Dispersés sur dix petits établis autour d'un public nombreux situé au cœur du grand hall, comme cerné par les musiciens, les sons parviennent dans notre dos et il faut se retourner régulièrement pour tenter de deviner qui produit quoi, de l'interprète à l'objet: du papier, des petites boules dans une boite, une bouteille d'eau qui déverse son liquide...Sons légèrement amplifiés, mais à peine audibles, sons inouïs du quotidien, issu de l'écoute et de l'observation de John Cage, ce mythique compositeur du petit rien, du presque rien, du rien sonore. Bruissements, écoulements alternent d'un pupitre à l'autre, les interprètes comme des prêtres en chaire, au niveau du sol, priant et provocant d'objets détournés, des sonorités banales, mais reproduites à l'identique: le contexte en transformant la matière et la substance pour en faire du son spatial, intime, proche ou lointain selon la position géographique de chacun, au cœur de la sphère d'écoute. Ensemble, esseulé, individuel ou à l'unisson, ce joyau de fabrication, cette usine à produire vibrations et émotions se fait naturelle et fonctionne dans le respect d'une écoute renforcée par l'immensité de l'espace convoqué pour le concert. Comme un petit théâtre musical où les manipulateurs, marionnettistes magiciens se plaisent à nous charmer, séduire, nous "suspendre" à leurs gestes minimalistes de facteurs de résonances curieuses, étonnantes et pourtant si banales ! Le dispositif incluant les auditeurs, libres pourtant de se frayer un chemin dans ces massifs de bruissements. Un tracé, coup de fouet de bâton, comme un geste tranché de Lucio Fontana sur sa toile tendue, zèbre l'espace de son son cinglant !
Concentration, surprises et découvertes à l'appui, tout surprend, dérange sans jamais heurter nos sens en alerte, aux aguets du moindre "bruit" issu de tant d'objets hétéroclites: au petit bonheur des auditeurs, charmés par tant de préciosité, de précision, d'attention à chaque geste générant musique et univers sonore inouï !
"Créée en 2019 au Los Angeles Philharmonic, dans la somptueuse salle signée par l’architecte Frank Gehry, 100 cymbals est aussi bien une performance scénique qu’une installation audiovisuelle. Ryoji Ikeda met en lumière le riche potentiel des cymbales en suivant la mince frontière qui sépare le bruit de la résonance harmonique. L’instrument d’apparence rudimentaire, un disque convexe fait d’un alliage de cuivre, de laiton et de bronze, que l’on emploie plus communément pour accentuer certains temps de la mesure, se transforme en une puissante ressource polyphonique. Les différents modes de jeu, plus ou moins conventionnels, entretiennent une sonorité fusionnelle — quasi chorale — et laissent surgir des strates harmoniques et autres résultantes acoustiques au sein d’un processus qu’une simple ligne pourrait représenter : un crescendo infini, menant d’un murmure quasi imperceptible à l’éclat du fortississimo final."

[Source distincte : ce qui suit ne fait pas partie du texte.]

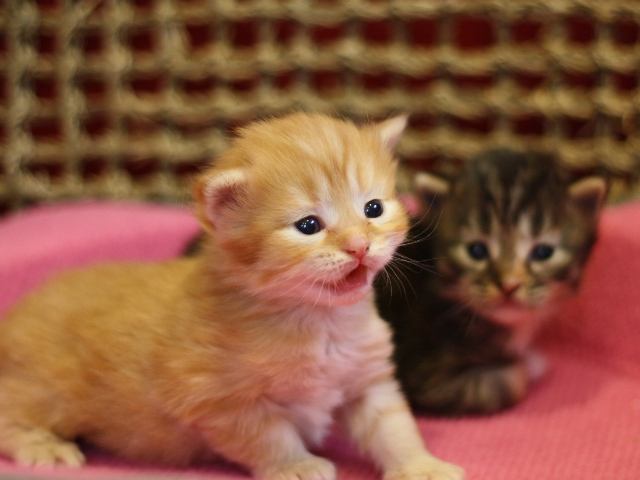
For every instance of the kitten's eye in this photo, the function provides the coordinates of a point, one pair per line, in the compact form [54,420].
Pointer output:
[309,225]
[541,252]
[478,251]
[373,209]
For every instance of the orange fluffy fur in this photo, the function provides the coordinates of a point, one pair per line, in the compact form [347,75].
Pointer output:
[249,351]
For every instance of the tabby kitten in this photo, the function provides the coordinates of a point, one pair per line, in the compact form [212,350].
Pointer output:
[499,248]
[249,350]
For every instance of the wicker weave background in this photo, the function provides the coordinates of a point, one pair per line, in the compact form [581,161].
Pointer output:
[126,99]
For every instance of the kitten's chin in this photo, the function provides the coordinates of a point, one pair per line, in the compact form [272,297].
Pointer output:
[348,290]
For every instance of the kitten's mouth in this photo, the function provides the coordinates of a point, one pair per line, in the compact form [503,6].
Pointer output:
[354,280]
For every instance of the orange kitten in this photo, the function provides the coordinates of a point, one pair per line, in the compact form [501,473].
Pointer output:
[250,350]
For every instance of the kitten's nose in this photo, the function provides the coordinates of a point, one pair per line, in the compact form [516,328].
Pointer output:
[509,288]
[357,246]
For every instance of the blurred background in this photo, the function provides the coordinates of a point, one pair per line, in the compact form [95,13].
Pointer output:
[127,99]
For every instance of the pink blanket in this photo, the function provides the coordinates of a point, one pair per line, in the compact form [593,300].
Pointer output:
[582,421]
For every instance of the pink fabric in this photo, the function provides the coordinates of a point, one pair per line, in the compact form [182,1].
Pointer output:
[582,421]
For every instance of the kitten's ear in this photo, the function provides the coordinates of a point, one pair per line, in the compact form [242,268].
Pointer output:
[217,193]
[588,194]
[391,130]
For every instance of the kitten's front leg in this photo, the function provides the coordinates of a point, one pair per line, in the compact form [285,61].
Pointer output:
[382,424]
[268,444]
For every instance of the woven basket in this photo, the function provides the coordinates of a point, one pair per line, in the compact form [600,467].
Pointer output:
[127,99]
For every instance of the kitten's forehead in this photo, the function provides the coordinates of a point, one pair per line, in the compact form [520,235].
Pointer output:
[330,160]
[514,189]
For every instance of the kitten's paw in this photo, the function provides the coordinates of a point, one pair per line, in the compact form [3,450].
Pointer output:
[427,467]
[311,468]
[49,451]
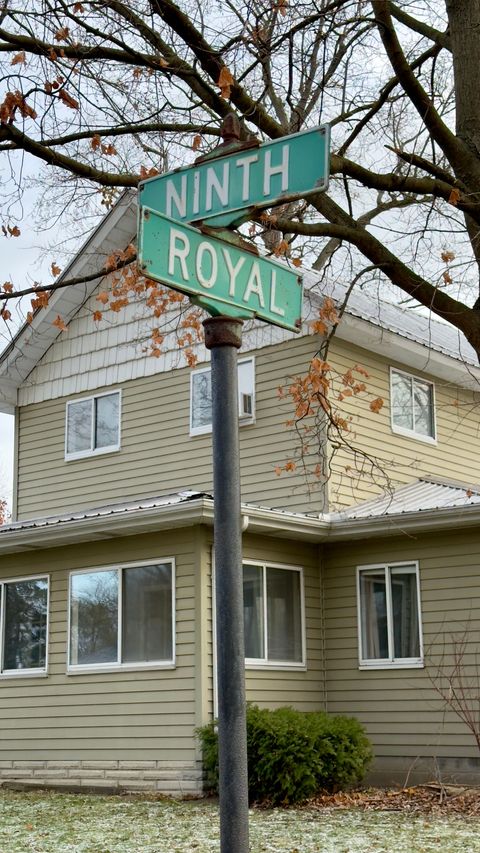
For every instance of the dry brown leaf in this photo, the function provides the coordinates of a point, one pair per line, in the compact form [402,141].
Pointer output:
[376,405]
[19,58]
[68,100]
[60,324]
[454,197]
[225,82]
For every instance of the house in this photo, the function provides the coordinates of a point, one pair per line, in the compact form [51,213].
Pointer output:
[358,590]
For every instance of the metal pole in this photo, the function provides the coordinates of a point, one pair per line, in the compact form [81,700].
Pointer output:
[223,336]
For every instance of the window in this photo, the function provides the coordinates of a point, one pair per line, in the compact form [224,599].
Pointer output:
[273,614]
[412,405]
[389,615]
[122,617]
[24,626]
[93,425]
[201,397]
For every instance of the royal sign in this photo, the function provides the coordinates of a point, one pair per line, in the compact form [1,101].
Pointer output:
[218,275]
[220,189]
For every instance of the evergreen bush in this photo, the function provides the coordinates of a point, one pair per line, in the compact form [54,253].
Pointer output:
[293,755]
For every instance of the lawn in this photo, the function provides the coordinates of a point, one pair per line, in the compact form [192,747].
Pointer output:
[41,822]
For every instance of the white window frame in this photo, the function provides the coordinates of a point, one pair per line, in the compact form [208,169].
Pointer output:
[265,663]
[244,420]
[112,666]
[93,451]
[33,672]
[411,567]
[412,433]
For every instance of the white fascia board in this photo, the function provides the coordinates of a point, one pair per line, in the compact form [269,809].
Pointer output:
[8,396]
[131,523]
[407,351]
[33,340]
[421,521]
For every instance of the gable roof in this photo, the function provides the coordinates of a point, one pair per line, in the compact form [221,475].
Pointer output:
[417,341]
[33,340]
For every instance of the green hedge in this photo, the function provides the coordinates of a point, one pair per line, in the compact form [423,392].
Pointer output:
[294,755]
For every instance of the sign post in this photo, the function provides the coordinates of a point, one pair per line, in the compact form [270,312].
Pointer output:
[223,336]
[232,284]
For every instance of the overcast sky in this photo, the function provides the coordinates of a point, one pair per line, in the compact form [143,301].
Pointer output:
[22,266]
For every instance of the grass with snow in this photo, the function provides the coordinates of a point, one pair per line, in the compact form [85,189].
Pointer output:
[40,822]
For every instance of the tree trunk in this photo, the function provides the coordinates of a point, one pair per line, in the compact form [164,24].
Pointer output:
[464,24]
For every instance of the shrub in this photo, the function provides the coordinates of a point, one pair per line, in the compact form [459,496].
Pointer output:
[293,755]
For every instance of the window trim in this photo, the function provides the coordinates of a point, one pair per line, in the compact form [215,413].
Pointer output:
[131,666]
[37,672]
[390,662]
[411,433]
[264,663]
[93,451]
[242,420]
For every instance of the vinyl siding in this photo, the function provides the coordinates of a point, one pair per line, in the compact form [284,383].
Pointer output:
[141,715]
[403,713]
[401,459]
[157,455]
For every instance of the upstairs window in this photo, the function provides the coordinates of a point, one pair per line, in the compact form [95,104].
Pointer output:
[122,617]
[389,615]
[23,626]
[412,405]
[273,615]
[201,397]
[93,425]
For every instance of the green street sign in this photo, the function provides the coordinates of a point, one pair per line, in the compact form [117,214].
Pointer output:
[220,190]
[218,275]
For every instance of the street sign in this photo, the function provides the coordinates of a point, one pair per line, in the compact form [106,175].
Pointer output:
[218,275]
[221,189]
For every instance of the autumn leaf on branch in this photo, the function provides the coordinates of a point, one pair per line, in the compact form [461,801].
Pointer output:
[454,197]
[19,58]
[15,101]
[376,405]
[225,82]
[62,34]
[447,257]
[281,6]
[60,324]
[68,100]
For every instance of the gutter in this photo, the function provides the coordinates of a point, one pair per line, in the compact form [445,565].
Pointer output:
[53,533]
[411,523]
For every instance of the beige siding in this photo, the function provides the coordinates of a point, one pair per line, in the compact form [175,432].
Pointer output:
[403,713]
[304,689]
[158,456]
[400,459]
[148,714]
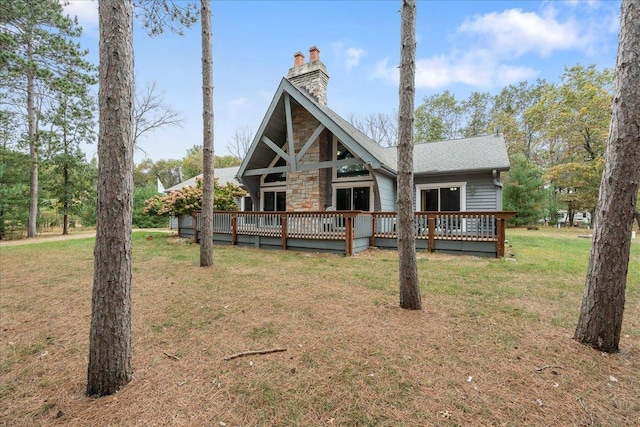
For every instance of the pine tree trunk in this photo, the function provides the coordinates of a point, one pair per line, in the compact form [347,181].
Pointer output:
[32,227]
[65,191]
[109,366]
[407,268]
[206,216]
[600,320]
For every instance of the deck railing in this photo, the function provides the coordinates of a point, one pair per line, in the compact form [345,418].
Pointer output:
[347,226]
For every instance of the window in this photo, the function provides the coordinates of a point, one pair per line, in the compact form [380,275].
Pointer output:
[348,171]
[274,201]
[441,197]
[353,198]
[277,176]
[248,204]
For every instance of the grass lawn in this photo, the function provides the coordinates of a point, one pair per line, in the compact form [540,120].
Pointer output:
[492,347]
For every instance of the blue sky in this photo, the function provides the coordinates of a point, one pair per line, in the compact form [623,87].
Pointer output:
[463,46]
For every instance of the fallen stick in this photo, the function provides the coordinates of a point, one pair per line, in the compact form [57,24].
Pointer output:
[171,356]
[251,352]
[548,367]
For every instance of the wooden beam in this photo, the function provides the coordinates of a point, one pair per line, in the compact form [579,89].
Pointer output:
[262,171]
[303,167]
[292,151]
[328,164]
[309,142]
[274,147]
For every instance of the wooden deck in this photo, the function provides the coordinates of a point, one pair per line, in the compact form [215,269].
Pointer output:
[349,232]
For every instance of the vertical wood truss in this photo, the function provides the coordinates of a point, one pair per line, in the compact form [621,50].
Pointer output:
[292,152]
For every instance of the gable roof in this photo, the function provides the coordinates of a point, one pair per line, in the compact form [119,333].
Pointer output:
[224,176]
[478,153]
[274,127]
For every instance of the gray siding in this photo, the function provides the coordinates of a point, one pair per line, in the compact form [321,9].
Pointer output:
[482,194]
[387,188]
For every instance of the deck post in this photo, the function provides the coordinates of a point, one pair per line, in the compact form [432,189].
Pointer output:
[284,232]
[372,239]
[431,221]
[234,229]
[348,237]
[500,237]
[195,227]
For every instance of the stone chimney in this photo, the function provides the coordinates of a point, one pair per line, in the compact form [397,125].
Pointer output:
[312,76]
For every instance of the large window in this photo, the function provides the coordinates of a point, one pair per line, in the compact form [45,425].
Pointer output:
[353,198]
[276,176]
[441,197]
[348,171]
[274,201]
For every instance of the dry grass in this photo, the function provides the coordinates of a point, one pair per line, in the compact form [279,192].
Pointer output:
[492,347]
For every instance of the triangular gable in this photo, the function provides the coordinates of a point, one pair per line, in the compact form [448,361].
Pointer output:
[275,126]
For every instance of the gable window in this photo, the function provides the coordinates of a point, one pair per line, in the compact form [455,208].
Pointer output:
[274,201]
[348,171]
[449,197]
[247,203]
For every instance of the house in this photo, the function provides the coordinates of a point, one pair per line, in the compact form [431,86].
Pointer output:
[315,182]
[305,157]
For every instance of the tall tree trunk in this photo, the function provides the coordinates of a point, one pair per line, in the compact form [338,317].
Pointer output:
[600,320]
[206,216]
[65,203]
[407,268]
[32,230]
[110,339]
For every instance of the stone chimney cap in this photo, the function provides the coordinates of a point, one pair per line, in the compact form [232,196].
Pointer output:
[314,53]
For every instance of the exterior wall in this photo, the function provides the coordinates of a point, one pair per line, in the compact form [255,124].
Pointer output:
[387,189]
[481,194]
[307,190]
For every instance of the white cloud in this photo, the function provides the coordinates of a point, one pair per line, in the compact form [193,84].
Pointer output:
[474,69]
[86,11]
[514,32]
[384,71]
[238,106]
[489,50]
[353,57]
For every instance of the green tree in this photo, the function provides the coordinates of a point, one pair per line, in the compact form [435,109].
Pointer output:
[140,218]
[226,161]
[71,122]
[14,192]
[438,117]
[476,112]
[510,117]
[573,117]
[189,199]
[524,191]
[38,57]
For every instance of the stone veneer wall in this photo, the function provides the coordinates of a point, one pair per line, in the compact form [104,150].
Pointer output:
[312,77]
[307,190]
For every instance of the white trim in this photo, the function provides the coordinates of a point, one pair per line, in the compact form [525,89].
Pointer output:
[354,184]
[463,193]
[334,170]
[279,189]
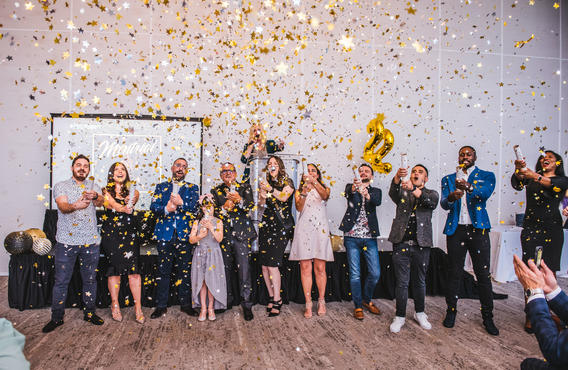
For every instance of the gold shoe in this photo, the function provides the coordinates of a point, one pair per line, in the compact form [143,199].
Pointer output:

Comme une immense installation plasticienne, les 100 cymbals s'alignent, petits soldats, pas tous pareils si l'on y regarde de plus près: venues de Turquie et du potentiel de l'instrumentarium des Percussions de Strasbourg, les instruments se dressent à hauteur d'homme pour mieux être doucement caressés, frappés, touchés subtilement et rendent des sons vibratoires subtils, légers, à peine perceptibles.... Un véritable temple bouddhiste où les cymbales, comme autant de petites flammes, bougent, résonnent, bruissent: les dix officiants, régulièrement modifiant leur poste dans un ensemble chorégraphique très opérant.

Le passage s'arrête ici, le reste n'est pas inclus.